What is your favourite paradox?

Jones asked:

What is your favourite paradox and why?

Answer by Craig Skinner

A paradox starts with acceptable assumptions, proceeds by apparently acceptable reasoning, and reaches an unacceptable conclusion.

Resolution therefore requires rejection of an assumption, finding a flaw in the reasoning, or accepting the conclusion after all.

The ‘paradoxes’ standardly studied in philosophy include:

* liar paradox
* set-theoretic paradoxes
* Zeno’s paradoxes of motion
* ravens (Hempel’s paradox)
* grue (Goodman’s paradox)
* prisoner’s dilemma
* Sorites
* unexpected hanging

Some are puzzles rather than genuine paradoxes (Zeno, ravens, grue, hanging, dilemma); some (Sorites) have suggested resolutions that require non-classical logic (3-valued; fuzzy; supervaluation).

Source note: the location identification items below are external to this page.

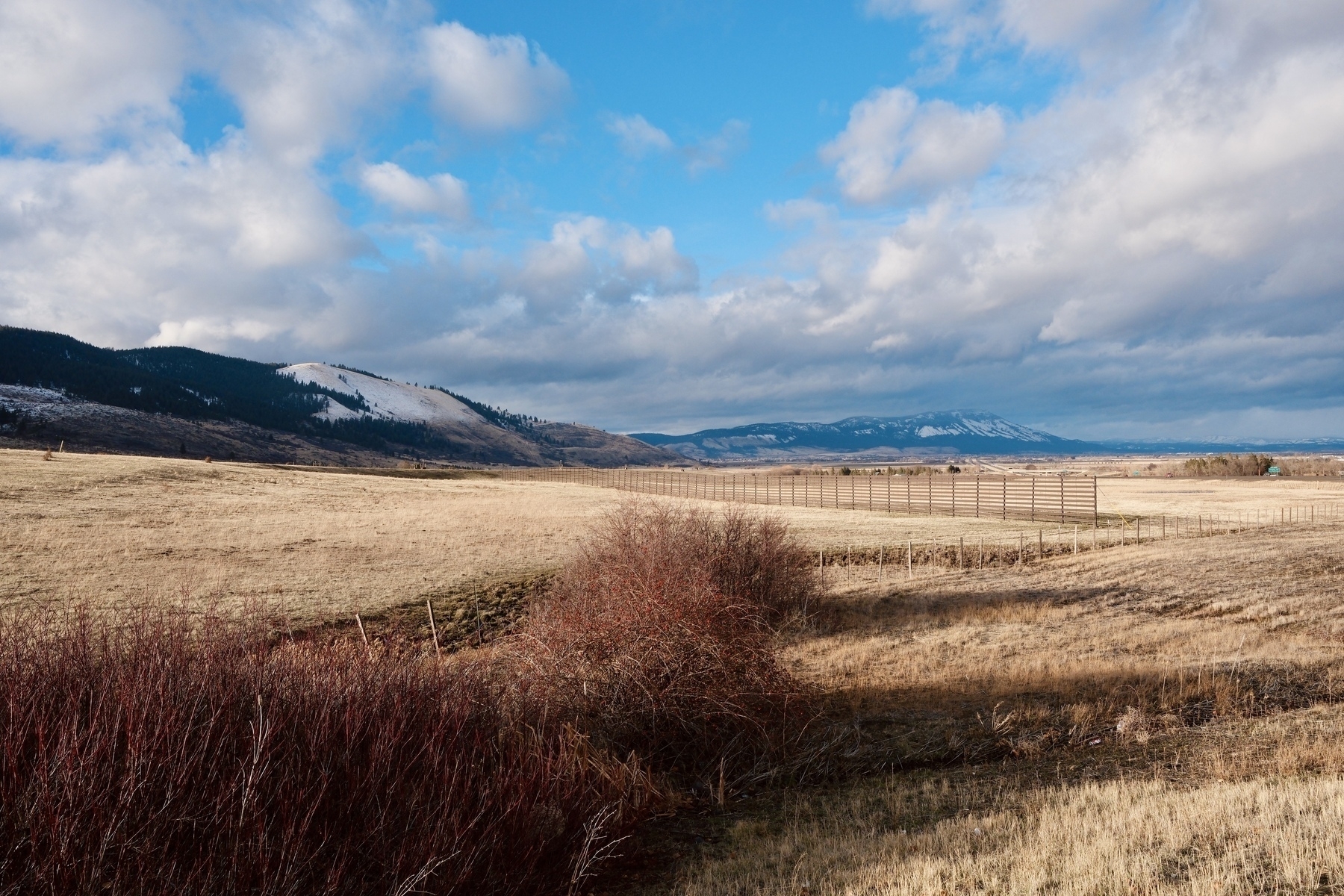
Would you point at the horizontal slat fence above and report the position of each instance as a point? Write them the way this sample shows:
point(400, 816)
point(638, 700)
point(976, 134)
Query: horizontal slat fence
point(1045, 499)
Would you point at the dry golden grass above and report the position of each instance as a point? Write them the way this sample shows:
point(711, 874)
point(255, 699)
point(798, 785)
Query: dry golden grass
point(1133, 836)
point(1159, 719)
point(121, 529)
point(1156, 719)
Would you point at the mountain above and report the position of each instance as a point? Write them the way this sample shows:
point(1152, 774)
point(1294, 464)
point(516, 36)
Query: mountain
point(1228, 447)
point(187, 402)
point(947, 433)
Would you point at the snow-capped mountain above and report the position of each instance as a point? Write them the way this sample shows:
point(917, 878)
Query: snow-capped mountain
point(875, 437)
point(381, 398)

The liar paradox (and other semantic paradoxes) and set-theoretic paradoxes are sometimes classed together, both involving self-reference, but some logicians think there are principled differences between them.

The liar paradox (‘All Cretans are liars’, said by a Cretan) is my favourite because it very old, simple to grasp, and (in my view) has no solution other than accepting that there are true contradictions.

A simple formulation is the statement ‘This sentence is false’.

Is it true or false?

If it is true, then what it says is correct. Hence it is false.

If, on the other hand, it is false, then what it says is incorrect. Hence it is not false, it is true.

So, if it’s true, it’s false, and if it’s false it’s true. Either way we have a contradiction.

Suggested solutions include:

1. Just ban self-referential sentences and say that comment about a sentence must be in a higher-level metalanguage. This is akin to Russell’s Theory of Types ‘solution’ to the set-of-sets-which-are-not-members-of-themself paradox. It seems to dodge the issue. In any case you can avoid the self-referring sentence by the following amendment:

* The sentence below is true.
* The sentence above is false.

2. Abandon true/false bivalence, admit a third truth value of neither-true-nor-false, or both-true-and-false, or a null value (truth gap).

3. Accept that there is a genuine contradiction. The sentence IS true, and the sentence IS not-true (not some new category embracing both, but a full-blooded contradiction) and the world therefore contains true contradictions.

My preference is for 3. Some people go wild at this, suggesting that if we accept a single contradiction, then ANYTHING can be proved (the ‘explosion’ problem). I don’t think this is so, but wont go into why. Those interested should read Graham Priest ‘In Contradiction’ 2nd ed OUP 2006.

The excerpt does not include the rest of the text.